As an example of nonparametric regression with nonuniformly sampled data, consider the following data consisting of G-force measurements made on the motorcycle helmet of a crash-test dummy under crash conditions.

load motorcycledata plot(times,gmeasurements) grid on xlabel('Time') ylabel('G-force')

If you plot the difference of the time data, you see that the data is sampled nonuniformly.

plot(diff(times)) title('First Difference of Time Data') grid on

The data are noisy but there appears to be a clear overall trend in the data. Specifically, there is an initial negative G-force experienced which then begins to turn positive over time. The positive rebound continues past 0 and then recovers to baseline. You can use `mlptrecon`

to obtain a nonparametric regression for this data.

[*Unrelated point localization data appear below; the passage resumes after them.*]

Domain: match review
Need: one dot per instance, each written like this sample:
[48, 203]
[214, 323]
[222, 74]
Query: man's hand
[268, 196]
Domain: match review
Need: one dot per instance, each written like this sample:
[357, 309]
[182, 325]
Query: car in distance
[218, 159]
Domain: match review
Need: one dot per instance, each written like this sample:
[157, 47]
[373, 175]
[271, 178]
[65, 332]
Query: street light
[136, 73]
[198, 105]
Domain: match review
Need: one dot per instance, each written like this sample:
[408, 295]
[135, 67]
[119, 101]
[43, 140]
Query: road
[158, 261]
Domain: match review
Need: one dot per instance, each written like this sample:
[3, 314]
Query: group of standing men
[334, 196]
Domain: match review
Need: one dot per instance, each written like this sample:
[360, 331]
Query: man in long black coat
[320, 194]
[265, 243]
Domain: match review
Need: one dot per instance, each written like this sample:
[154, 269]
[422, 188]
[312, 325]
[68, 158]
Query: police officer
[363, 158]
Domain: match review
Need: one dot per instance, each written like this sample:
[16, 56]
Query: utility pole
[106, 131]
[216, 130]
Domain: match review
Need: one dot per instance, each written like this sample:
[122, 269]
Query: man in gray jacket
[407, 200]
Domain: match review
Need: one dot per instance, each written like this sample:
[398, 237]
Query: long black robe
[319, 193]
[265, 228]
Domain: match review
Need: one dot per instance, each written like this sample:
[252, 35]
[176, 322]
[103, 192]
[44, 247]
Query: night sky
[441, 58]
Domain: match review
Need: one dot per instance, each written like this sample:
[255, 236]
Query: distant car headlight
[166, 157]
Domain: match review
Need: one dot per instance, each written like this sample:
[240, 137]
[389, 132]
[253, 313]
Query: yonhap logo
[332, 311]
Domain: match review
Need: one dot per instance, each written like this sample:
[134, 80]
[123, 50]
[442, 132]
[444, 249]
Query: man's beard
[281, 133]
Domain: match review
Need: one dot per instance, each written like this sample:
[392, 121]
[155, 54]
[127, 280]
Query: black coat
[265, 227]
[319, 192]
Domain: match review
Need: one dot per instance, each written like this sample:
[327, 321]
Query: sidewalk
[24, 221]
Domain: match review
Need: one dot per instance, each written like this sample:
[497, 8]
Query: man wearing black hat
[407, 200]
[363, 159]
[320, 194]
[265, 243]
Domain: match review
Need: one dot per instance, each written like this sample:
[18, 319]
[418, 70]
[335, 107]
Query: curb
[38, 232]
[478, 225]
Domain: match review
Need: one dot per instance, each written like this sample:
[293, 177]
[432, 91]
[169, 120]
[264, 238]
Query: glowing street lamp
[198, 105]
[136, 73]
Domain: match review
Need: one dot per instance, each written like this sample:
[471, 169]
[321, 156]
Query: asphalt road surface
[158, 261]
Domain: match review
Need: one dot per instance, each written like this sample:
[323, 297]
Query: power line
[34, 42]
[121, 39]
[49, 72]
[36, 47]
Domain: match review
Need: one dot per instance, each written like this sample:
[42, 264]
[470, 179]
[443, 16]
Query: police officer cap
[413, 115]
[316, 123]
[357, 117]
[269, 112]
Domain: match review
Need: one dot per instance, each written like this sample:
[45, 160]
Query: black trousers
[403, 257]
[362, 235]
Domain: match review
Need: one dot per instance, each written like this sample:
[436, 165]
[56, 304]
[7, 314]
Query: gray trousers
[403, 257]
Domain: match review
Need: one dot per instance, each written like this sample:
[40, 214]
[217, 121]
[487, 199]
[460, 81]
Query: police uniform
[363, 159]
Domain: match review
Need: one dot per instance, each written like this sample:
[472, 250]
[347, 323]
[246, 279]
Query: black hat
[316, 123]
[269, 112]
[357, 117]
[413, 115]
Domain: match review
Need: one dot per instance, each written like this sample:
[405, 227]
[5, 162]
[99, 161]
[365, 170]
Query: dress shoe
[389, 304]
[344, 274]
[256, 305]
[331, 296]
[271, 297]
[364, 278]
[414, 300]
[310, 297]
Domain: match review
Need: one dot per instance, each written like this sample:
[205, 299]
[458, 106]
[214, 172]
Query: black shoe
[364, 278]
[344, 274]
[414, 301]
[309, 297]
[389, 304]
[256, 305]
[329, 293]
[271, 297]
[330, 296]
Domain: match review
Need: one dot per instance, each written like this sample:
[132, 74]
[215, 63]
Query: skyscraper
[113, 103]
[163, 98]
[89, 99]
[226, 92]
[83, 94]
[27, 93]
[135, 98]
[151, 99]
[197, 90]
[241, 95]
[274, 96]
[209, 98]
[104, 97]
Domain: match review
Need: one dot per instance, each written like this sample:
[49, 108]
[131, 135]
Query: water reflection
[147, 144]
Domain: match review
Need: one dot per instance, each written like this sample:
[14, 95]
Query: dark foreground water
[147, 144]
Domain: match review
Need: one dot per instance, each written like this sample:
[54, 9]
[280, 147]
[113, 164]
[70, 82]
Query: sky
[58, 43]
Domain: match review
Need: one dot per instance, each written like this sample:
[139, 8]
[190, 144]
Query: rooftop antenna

[w,t,nj,scalingmoments] = mlpt(gmeasurements,times,'dualmoments',4,... 'primalmoments',4,'prefilter','none'); a4 = mlptrecon('a',w,t,nj,scalingmoments,4,'dualmoments',4); hline = plot(times,[gmeasurements a4]); grid on hline(2).LineWidth = 2; legend('Original Data','Smooth Fit') xlabel('Time') ylabel('G-force') title('G-Force Measurements')

The MLPT approximation at level 4 provides a nice smooth fit to the data that allows you to capture the essential nature of the response without the effect of noise.

This example demonstrated the multiscale local polynomial transform (MLPT), a lifting scheme which is amenable to nonuniformly sampled data. The MLPT is useful for denoising or nonparametric regression in cases of missing or nonuniformly sampled data. Minimally, it is a useful benchmark for comparison against wavelet denoising techniques designed to work on uniformly sampled data. In other cases, it outperforms conventional wavelet denoising by explicitly taking the nonuniform sampling grid into consideration.

Jansen, M. "Multiscale Local Polynomial Smoothing in a Lifted Pyramid for Non-Equispaced Data". IEEE Transactions on Signal Processing. Vol. 61, Number 3, 2013, pp. 545-555.

Jansen, M., and Patrick Oonincx. "Second Generation Wavelets and Applications." London: Springer, 2005.